If the step log is visible, you can trace each remainder line and watch the degree shrink. That record is often the best way to verify a hand calculation or learn why the Euclidean algorithm stops when it does.

Comparison: integer GCD vs polynomial GCD

Limitations and assumptions

This calculator is built for practical browser-based use, so it makes a few assumptions. Coefficients are treated as real numbers entered in ordinary decimal form. Extremely high-degree inputs or coefficients with many decimal places may expose floating-point rounding effects. Those effects are usually small, but if you need perfectly exact symbolic arithmetic, integer or rational inputs are safer than long decimals.

• Coefficient type: Real or rational-style numeric input is supported; complex-number notation is not.
• Floating-point arithmetic: Decimal inputs can produce tiny rounding differences in the last few digits.
• Zero polynomials: If one input is zero and the other is not, the normalized nonzero polynomial acts as the GCD. If both are zero, the GCD is undefined.
• Normalization: The output is monic, so the scale may differ from a non-normalized answer you expected.

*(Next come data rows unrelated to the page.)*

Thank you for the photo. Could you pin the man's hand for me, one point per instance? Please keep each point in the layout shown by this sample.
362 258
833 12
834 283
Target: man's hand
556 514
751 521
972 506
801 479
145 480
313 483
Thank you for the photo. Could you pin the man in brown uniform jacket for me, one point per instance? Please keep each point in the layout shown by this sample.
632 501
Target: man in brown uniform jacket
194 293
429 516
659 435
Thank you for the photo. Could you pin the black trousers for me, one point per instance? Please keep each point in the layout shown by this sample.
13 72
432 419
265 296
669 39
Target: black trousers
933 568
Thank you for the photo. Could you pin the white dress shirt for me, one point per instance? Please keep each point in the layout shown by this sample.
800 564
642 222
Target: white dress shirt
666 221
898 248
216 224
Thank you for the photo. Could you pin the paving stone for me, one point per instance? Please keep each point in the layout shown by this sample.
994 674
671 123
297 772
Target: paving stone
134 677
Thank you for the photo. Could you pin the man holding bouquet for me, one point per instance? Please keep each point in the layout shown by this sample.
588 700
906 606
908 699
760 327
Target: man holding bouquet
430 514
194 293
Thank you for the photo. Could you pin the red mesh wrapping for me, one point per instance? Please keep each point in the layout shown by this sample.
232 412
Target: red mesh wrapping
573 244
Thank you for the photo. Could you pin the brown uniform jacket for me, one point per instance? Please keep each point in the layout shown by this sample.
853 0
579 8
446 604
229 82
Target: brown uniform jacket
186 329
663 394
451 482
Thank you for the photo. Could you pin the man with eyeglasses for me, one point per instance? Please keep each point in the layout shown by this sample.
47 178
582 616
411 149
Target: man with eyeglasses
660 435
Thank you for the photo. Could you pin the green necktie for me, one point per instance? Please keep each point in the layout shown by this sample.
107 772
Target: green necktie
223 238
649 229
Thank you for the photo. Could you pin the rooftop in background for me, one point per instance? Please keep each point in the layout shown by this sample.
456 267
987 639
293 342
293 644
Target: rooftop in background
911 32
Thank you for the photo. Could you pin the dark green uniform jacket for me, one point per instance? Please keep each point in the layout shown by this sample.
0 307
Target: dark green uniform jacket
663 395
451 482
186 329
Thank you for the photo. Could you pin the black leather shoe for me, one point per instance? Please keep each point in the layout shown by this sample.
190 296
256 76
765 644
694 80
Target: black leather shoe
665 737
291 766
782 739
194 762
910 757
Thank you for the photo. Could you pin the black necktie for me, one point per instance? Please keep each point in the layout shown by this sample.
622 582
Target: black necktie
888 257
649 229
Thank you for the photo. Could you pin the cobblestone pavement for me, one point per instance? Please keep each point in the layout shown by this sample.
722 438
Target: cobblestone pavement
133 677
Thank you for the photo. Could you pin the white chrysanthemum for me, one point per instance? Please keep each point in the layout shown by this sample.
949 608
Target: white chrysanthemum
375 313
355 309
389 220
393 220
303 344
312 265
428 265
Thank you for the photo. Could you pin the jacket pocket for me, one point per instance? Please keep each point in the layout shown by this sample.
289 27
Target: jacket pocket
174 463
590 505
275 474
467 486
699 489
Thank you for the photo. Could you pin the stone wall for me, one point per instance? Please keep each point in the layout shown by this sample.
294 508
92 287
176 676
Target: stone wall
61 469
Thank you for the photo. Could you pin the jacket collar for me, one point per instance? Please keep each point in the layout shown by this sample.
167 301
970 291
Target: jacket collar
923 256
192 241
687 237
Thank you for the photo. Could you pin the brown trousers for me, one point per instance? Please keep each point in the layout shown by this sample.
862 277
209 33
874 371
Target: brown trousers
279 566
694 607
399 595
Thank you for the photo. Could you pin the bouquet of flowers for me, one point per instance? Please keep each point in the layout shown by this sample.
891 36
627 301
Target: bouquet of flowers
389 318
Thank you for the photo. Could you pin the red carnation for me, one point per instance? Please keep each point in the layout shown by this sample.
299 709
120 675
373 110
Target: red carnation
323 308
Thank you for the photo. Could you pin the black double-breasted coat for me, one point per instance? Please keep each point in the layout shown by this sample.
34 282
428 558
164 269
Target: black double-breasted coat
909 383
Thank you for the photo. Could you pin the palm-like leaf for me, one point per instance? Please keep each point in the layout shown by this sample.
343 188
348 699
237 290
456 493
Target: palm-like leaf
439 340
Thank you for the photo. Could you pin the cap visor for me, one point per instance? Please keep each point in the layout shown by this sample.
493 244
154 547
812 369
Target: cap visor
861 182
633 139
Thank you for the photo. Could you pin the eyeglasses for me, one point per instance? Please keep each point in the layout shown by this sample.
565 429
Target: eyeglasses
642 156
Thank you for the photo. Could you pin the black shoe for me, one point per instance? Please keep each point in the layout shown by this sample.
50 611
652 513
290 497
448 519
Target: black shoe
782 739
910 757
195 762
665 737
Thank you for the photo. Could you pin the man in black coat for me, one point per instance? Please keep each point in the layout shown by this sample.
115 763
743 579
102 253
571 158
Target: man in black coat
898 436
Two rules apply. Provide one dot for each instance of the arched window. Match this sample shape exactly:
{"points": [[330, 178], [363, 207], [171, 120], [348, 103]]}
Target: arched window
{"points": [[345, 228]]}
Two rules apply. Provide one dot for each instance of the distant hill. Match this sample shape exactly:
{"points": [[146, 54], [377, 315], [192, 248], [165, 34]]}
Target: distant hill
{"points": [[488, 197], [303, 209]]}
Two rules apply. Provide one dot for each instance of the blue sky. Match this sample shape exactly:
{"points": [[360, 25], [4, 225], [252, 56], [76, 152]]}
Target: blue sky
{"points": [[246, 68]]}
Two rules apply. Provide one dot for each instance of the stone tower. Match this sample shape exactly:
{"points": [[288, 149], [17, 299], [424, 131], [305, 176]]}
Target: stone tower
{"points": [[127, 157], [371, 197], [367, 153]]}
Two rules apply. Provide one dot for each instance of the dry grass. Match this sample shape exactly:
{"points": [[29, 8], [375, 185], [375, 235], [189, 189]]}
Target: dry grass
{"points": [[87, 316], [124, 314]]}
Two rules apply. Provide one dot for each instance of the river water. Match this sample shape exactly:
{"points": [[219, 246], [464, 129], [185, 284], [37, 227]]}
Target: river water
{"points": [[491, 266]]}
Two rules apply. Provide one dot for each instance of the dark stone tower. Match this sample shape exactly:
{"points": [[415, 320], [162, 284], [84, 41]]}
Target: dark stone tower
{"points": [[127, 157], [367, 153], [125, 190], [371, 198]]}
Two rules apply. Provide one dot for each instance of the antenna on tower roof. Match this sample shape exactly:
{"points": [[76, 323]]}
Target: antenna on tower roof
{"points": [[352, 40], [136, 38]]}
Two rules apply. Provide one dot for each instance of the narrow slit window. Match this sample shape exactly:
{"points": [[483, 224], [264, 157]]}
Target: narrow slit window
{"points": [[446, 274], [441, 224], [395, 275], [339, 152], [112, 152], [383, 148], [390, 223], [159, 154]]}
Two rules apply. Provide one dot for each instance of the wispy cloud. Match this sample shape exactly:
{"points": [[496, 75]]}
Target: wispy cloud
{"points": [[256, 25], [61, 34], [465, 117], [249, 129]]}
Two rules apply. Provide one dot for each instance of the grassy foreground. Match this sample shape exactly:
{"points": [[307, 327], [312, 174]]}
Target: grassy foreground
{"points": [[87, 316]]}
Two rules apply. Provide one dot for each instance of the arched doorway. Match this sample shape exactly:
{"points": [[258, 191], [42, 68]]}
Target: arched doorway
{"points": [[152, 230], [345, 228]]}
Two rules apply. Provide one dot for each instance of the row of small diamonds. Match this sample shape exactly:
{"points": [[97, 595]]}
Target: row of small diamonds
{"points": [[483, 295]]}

A good practical habit is to convert decimals to fractions or scaled integers when possible. For example, if every coefficient is a multiple of 0.25, multiplying all coefficients by 4 before entry can reduce floating-point noise while preserving the same factor structure.

When to use a polynomial GCD

Polynomial GCDs show up whenever two expressions may share a factor and you want to identify it systematically. That includes simplifying rational expressions, checking whether two models contain a common mode, removing shared factors before partial fraction work, and supporting more advanced symbolic tasks such as factorization, resultants, and elimination methods.

In short, this calculator is useful whenever you need a fast answer to the question, “What polynomial divides both of these?” It turns a potentially messy long-division task into a quick computation and presents the result in a standard algebraic form that is easy to reuse.